Note, False positive rate = \(\frac{FP}{FP + TN}\) & True positive rate = \(\frac{TP}{TP + FN}\)

Class imbalance#

Suppose we have been asked to create a prediction model to predict whether someone has a rare medical condition. We use diagnostic imaging as features to predict whether not the virus is present.

X, y = make_classification(
    # the usual parameters
    n_samples=500,
    n_features=5,
    n_informative=3,
    n_classes=2,
    random_state=42,
    # Set label 0 for  98% and 1 for rest 3% of observations
    weights=[0.99],
)
classification_data = pd.DataFrame(X)
classification_data["patient_admitted"] = y

# Train logistic regression model
logistic_regression = LogisticRegression()
logistic_regression.fit(X, y)

logistic_regression.score(X, y)

Wow! this looks like this is a pretty good model! … or does it…

confusion_matrix = metrics.confusion_matrix(y, logistic_regression.predict(X))
confusion_matrix

fig = px.imshow(
    confusion_matrix,
    text_auto=True,
    labels=dict(x="Predicted outcome", y="Actual outcome"),
    x=["0", "1"],
    y=["0", "1"],
)

fig.update_layout(
    xaxis_title="Predicted outcome",
    yaxis_title="Actual outcome",
    title="Confusion matrix of predictions",
)

fig.show()

What is the problem with using this accuracy metric for this data?

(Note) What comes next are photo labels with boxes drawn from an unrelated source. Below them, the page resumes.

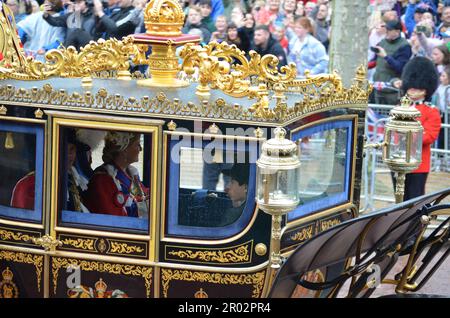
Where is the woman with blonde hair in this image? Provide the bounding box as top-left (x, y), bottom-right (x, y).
top-left (84, 131), bottom-right (148, 217)
top-left (286, 17), bottom-right (328, 77)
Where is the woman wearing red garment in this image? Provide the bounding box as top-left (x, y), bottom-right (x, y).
top-left (402, 57), bottom-right (441, 201)
top-left (85, 132), bottom-right (148, 217)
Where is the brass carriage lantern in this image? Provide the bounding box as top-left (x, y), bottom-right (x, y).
top-left (256, 127), bottom-right (300, 268)
top-left (383, 96), bottom-right (423, 203)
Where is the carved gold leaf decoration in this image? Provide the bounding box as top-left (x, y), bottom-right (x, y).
top-left (109, 241), bottom-right (144, 254)
top-left (0, 229), bottom-right (35, 242)
top-left (168, 245), bottom-right (250, 263)
top-left (161, 268), bottom-right (265, 298)
top-left (289, 225), bottom-right (314, 242)
top-left (52, 257), bottom-right (153, 297)
top-left (320, 218), bottom-right (342, 231)
top-left (144, 0), bottom-right (184, 36)
top-left (0, 251), bottom-right (44, 292)
top-left (0, 69), bottom-right (370, 125)
top-left (61, 238), bottom-right (95, 251)
top-left (0, 37), bottom-right (145, 80)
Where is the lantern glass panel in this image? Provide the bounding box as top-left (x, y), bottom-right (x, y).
top-left (257, 167), bottom-right (299, 207)
top-left (411, 131), bottom-right (422, 162)
top-left (387, 130), bottom-right (408, 162)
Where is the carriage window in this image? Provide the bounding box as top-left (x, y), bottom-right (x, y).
top-left (58, 127), bottom-right (151, 231)
top-left (167, 139), bottom-right (257, 238)
top-left (288, 120), bottom-right (353, 220)
top-left (0, 122), bottom-right (44, 222)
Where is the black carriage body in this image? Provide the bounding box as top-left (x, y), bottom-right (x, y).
top-left (0, 74), bottom-right (365, 297)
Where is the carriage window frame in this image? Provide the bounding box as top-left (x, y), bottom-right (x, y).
top-left (0, 118), bottom-right (45, 224)
top-left (162, 132), bottom-right (262, 240)
top-left (287, 116), bottom-right (357, 222)
top-left (51, 114), bottom-right (160, 237)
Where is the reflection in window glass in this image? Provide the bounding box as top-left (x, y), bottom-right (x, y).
top-left (0, 123), bottom-right (43, 221)
top-left (179, 148), bottom-right (250, 227)
top-left (288, 121), bottom-right (353, 220)
top-left (297, 129), bottom-right (347, 203)
top-left (167, 139), bottom-right (257, 238)
top-left (60, 128), bottom-right (151, 230)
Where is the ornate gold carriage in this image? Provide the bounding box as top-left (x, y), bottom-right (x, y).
top-left (0, 0), bottom-right (370, 298)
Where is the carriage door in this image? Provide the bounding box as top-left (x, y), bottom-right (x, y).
top-left (0, 112), bottom-right (48, 298)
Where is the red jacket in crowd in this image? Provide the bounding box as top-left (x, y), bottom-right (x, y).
top-left (412, 104), bottom-right (441, 173)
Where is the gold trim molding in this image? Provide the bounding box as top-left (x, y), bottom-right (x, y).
top-left (0, 251), bottom-right (44, 292)
top-left (61, 238), bottom-right (95, 251)
top-left (108, 241), bottom-right (144, 254)
top-left (0, 37), bottom-right (145, 80)
top-left (0, 79), bottom-right (367, 124)
top-left (52, 257), bottom-right (153, 297)
top-left (166, 241), bottom-right (253, 264)
top-left (161, 268), bottom-right (265, 298)
top-left (0, 229), bottom-right (35, 243)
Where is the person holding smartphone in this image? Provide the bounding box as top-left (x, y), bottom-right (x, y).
top-left (369, 20), bottom-right (412, 105)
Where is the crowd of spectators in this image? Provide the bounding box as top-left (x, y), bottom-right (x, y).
top-left (368, 0), bottom-right (450, 109)
top-left (4, 0), bottom-right (331, 77)
top-left (4, 0), bottom-right (450, 105)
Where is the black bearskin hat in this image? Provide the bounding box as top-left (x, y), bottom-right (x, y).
top-left (402, 56), bottom-right (439, 102)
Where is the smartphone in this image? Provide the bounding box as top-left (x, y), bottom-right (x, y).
top-left (416, 25), bottom-right (427, 33)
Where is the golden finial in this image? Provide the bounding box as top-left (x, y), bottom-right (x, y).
top-left (34, 108), bottom-right (44, 118)
top-left (5, 131), bottom-right (14, 149)
top-left (194, 288), bottom-right (209, 298)
top-left (167, 120), bottom-right (177, 131)
top-left (253, 127), bottom-right (264, 138)
top-left (355, 64), bottom-right (367, 81)
top-left (208, 124), bottom-right (219, 134)
top-left (255, 243), bottom-right (267, 256)
top-left (2, 267), bottom-right (14, 282)
top-left (400, 95), bottom-right (412, 107)
top-left (81, 76), bottom-right (92, 87)
top-left (144, 0), bottom-right (184, 36)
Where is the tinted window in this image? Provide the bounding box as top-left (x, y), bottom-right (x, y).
top-left (288, 121), bottom-right (353, 220)
top-left (0, 122), bottom-right (44, 221)
top-left (59, 127), bottom-right (151, 231)
top-left (167, 139), bottom-right (257, 237)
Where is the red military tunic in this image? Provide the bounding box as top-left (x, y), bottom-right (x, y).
top-left (412, 103), bottom-right (441, 173)
top-left (11, 171), bottom-right (36, 210)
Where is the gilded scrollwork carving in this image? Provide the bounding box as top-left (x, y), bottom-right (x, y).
top-left (0, 251), bottom-right (44, 292)
top-left (109, 241), bottom-right (144, 254)
top-left (0, 37), bottom-right (145, 80)
top-left (0, 67), bottom-right (370, 124)
top-left (168, 245), bottom-right (250, 263)
top-left (161, 268), bottom-right (265, 298)
top-left (0, 229), bottom-right (35, 242)
top-left (61, 238), bottom-right (95, 251)
top-left (289, 225), bottom-right (314, 242)
top-left (52, 257), bottom-right (153, 297)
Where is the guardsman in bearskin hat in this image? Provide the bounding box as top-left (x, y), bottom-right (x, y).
top-left (402, 57), bottom-right (441, 201)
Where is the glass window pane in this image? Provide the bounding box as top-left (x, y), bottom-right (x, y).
top-left (59, 127), bottom-right (151, 231)
top-left (288, 121), bottom-right (353, 220)
top-left (0, 122), bottom-right (44, 221)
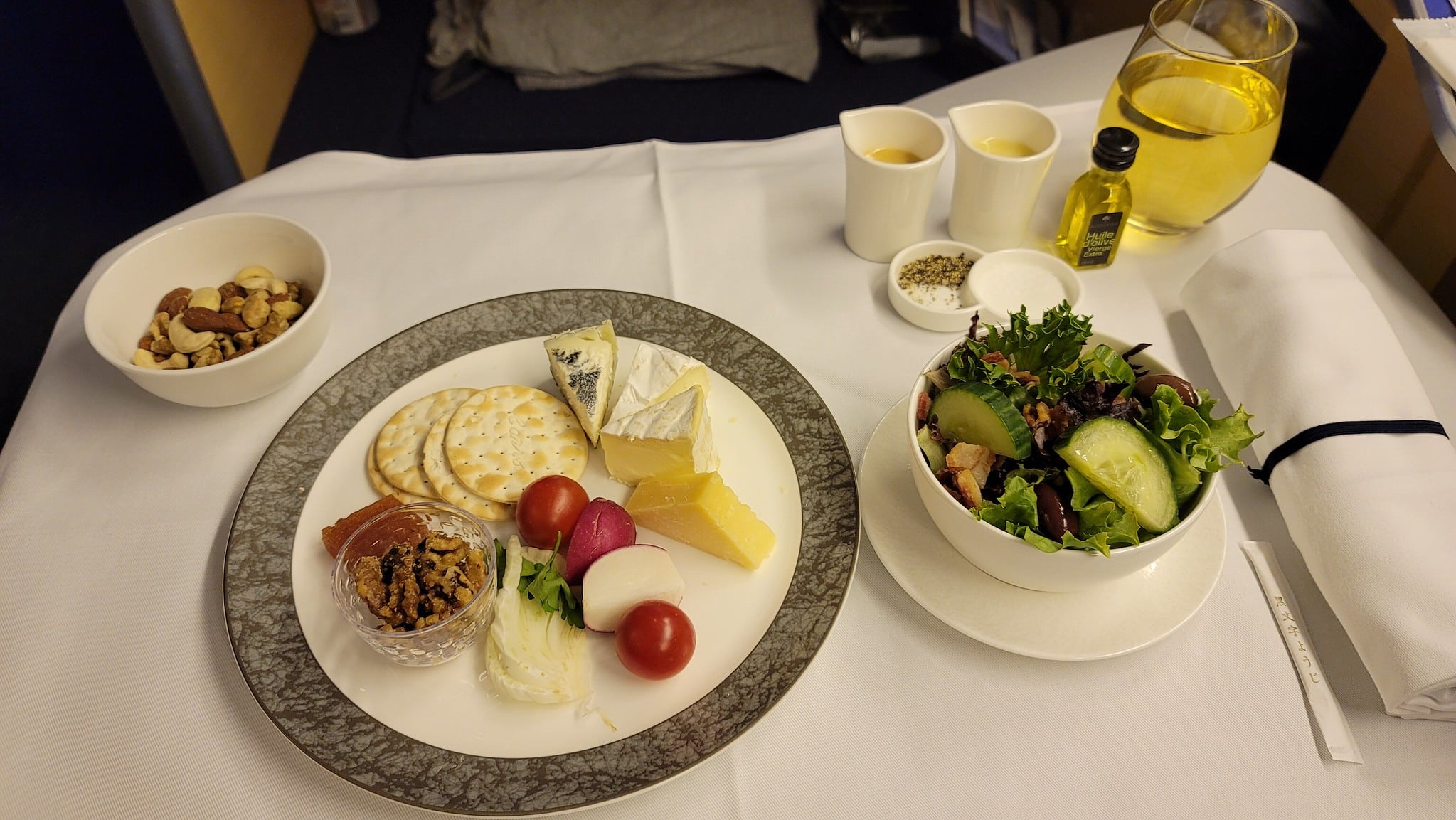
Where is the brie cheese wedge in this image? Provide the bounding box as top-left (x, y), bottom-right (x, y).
top-left (546, 319), bottom-right (617, 447)
top-left (612, 342), bottom-right (708, 421)
top-left (601, 385), bottom-right (718, 484)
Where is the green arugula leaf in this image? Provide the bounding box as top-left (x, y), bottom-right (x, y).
top-left (509, 532), bottom-right (587, 629)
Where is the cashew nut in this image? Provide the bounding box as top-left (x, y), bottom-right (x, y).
top-left (233, 265), bottom-right (274, 287)
top-left (192, 346), bottom-right (223, 367)
top-left (167, 316), bottom-right (217, 353)
top-left (238, 277), bottom-right (288, 296)
top-left (131, 348), bottom-right (188, 370)
top-left (257, 313), bottom-right (288, 345)
top-left (242, 293), bottom-right (272, 328)
top-left (272, 299), bottom-right (303, 322)
top-left (186, 287), bottom-right (223, 310)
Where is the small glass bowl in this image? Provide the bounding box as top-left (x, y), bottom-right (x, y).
top-left (332, 501), bottom-right (495, 666)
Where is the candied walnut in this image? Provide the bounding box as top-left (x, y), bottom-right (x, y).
top-left (354, 532), bottom-right (485, 632)
top-left (354, 555), bottom-right (389, 617)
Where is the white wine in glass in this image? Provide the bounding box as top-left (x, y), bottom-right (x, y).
top-left (1096, 0), bottom-right (1296, 233)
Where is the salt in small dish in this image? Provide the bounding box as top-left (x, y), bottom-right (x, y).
top-left (960, 247), bottom-right (1082, 325)
top-left (887, 239), bottom-right (982, 334)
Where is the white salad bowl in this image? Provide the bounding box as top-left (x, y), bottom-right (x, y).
top-left (904, 334), bottom-right (1218, 593)
top-left (85, 213), bottom-right (331, 408)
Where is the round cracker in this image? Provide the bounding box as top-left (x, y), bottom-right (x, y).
top-left (364, 442), bottom-right (431, 504)
top-left (445, 385), bottom-right (590, 504)
top-left (425, 415), bottom-right (516, 521)
top-left (374, 388), bottom-right (474, 498)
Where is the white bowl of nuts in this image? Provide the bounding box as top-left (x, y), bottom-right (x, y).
top-left (85, 213), bottom-right (329, 408)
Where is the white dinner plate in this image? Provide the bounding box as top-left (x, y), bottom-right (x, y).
top-left (292, 336), bottom-right (801, 757)
top-left (859, 398), bottom-right (1228, 661)
top-left (223, 290), bottom-right (861, 816)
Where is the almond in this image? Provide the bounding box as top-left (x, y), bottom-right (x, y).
top-left (182, 307), bottom-right (248, 334)
top-left (157, 287), bottom-right (192, 316)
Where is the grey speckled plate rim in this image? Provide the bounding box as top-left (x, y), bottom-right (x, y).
top-left (223, 290), bottom-right (861, 817)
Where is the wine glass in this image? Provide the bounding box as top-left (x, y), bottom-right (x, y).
top-left (1096, 0), bottom-right (1299, 235)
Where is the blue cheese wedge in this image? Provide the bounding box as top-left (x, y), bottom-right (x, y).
top-left (601, 385), bottom-right (718, 485)
top-left (546, 319), bottom-right (617, 447)
top-left (612, 342), bottom-right (708, 420)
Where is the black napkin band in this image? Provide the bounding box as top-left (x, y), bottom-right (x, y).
top-left (1249, 418), bottom-right (1450, 484)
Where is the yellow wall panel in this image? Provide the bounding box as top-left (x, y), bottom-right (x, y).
top-left (175, 0), bottom-right (314, 178)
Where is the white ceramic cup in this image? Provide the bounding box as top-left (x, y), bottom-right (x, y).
top-left (839, 105), bottom-right (951, 262)
top-left (948, 99), bottom-right (1061, 253)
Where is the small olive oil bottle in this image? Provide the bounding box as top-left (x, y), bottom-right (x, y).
top-left (1057, 128), bottom-right (1137, 268)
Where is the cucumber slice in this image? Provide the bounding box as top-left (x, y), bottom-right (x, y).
top-left (1137, 425), bottom-right (1203, 507)
top-left (915, 427), bottom-right (945, 474)
top-left (930, 382), bottom-right (1031, 459)
top-left (1057, 415), bottom-right (1178, 533)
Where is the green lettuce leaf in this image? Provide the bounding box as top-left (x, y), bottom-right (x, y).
top-left (974, 469), bottom-right (1139, 556)
top-left (974, 475), bottom-right (1042, 533)
top-left (1147, 385), bottom-right (1264, 474)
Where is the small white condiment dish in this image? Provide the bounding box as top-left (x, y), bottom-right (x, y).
top-left (85, 213), bottom-right (331, 408)
top-left (904, 333), bottom-right (1218, 593)
top-left (961, 247), bottom-right (1082, 325)
top-left (887, 239), bottom-right (982, 334)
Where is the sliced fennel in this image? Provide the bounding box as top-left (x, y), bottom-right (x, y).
top-left (485, 536), bottom-right (591, 703)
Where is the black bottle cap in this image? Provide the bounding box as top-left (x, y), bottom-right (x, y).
top-left (1092, 125), bottom-right (1137, 171)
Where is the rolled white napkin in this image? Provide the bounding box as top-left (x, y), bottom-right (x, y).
top-left (1182, 230), bottom-right (1456, 721)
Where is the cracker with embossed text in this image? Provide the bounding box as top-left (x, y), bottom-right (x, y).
top-left (444, 385), bottom-right (591, 504)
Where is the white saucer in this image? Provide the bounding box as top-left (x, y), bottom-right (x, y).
top-left (859, 399), bottom-right (1226, 661)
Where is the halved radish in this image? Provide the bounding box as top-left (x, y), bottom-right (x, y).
top-left (581, 543), bottom-right (686, 632)
top-left (562, 498), bottom-right (637, 584)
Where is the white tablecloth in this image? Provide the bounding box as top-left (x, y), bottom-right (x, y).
top-left (0, 95), bottom-right (1456, 820)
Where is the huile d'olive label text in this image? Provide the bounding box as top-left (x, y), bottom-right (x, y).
top-left (1078, 211), bottom-right (1122, 267)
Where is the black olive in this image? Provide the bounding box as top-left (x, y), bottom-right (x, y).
top-left (1036, 482), bottom-right (1078, 541)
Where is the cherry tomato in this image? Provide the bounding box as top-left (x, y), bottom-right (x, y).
top-left (617, 600), bottom-right (698, 680)
top-left (516, 475), bottom-right (587, 553)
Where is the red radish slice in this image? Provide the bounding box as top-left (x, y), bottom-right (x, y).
top-left (562, 498), bottom-right (637, 584)
top-left (581, 543), bottom-right (686, 632)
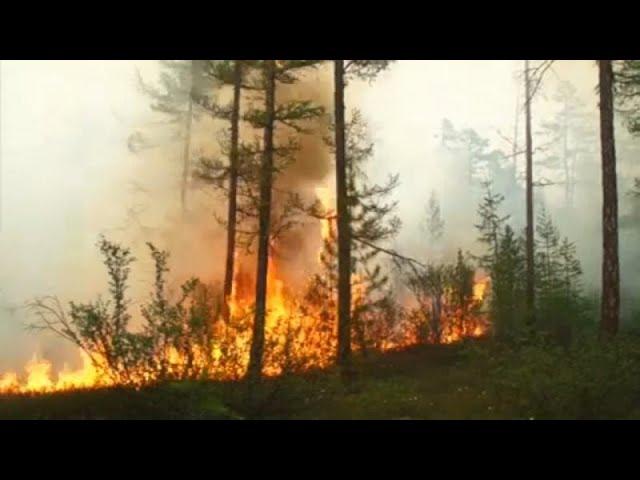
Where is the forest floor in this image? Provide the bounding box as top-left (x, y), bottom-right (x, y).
top-left (0, 345), bottom-right (517, 419)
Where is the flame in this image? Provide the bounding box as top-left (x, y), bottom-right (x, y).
top-left (0, 188), bottom-right (490, 394)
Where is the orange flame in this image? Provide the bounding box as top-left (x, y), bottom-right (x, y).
top-left (0, 188), bottom-right (490, 394)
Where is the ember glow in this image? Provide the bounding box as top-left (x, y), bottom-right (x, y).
top-left (0, 62), bottom-right (496, 394)
top-left (0, 232), bottom-right (490, 394)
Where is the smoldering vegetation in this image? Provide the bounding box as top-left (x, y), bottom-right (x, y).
top-left (0, 62), bottom-right (640, 378)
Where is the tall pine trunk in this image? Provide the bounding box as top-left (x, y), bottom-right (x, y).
top-left (598, 60), bottom-right (620, 336)
top-left (524, 60), bottom-right (535, 325)
top-left (334, 60), bottom-right (351, 379)
top-left (180, 60), bottom-right (196, 216)
top-left (247, 60), bottom-right (276, 390)
top-left (222, 60), bottom-right (242, 322)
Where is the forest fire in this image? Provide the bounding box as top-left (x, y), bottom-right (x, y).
top-left (0, 263), bottom-right (489, 394)
top-left (0, 61), bottom-right (496, 394)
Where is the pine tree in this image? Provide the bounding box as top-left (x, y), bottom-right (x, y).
top-left (475, 182), bottom-right (509, 274)
top-left (333, 60), bottom-right (390, 380)
top-left (311, 110), bottom-right (400, 351)
top-left (426, 190), bottom-right (444, 248)
top-left (136, 60), bottom-right (206, 214)
top-left (491, 225), bottom-right (526, 338)
top-left (614, 60), bottom-right (640, 135)
top-left (245, 60), bottom-right (324, 392)
top-left (598, 60), bottom-right (620, 336)
top-left (198, 60), bottom-right (249, 322)
top-left (447, 250), bottom-right (475, 335)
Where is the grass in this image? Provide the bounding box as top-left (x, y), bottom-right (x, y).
top-left (0, 341), bottom-right (640, 420)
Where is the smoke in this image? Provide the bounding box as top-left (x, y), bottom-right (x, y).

To make a good model, we need to adress the imbalance in the data (typically through resampling).

Task 2 (10-15 mins)

Using the logistic model built in task 1, derive and plot, the confusion matrix for the test data. Make use of metrics.confusion_matrix for this.

# Answer here

How many negative predictions were incorrect (false negatives)? How many missed positives do you think are acceptable?

# Answer here

Using machine learning models in practice#

It’s important to ensure the training data is free from bias (it’s representative of the population you are studying).
The code should be fully transparent (includes documentation and is freely available).
Models arent perfect, and therefore should be used in conjunction with expert opinion (human & AI collaboration).
Some simple models have been introduced, but more advanceded models are capable of improved prediction (ensemble techniques) which can be discussed during full training days.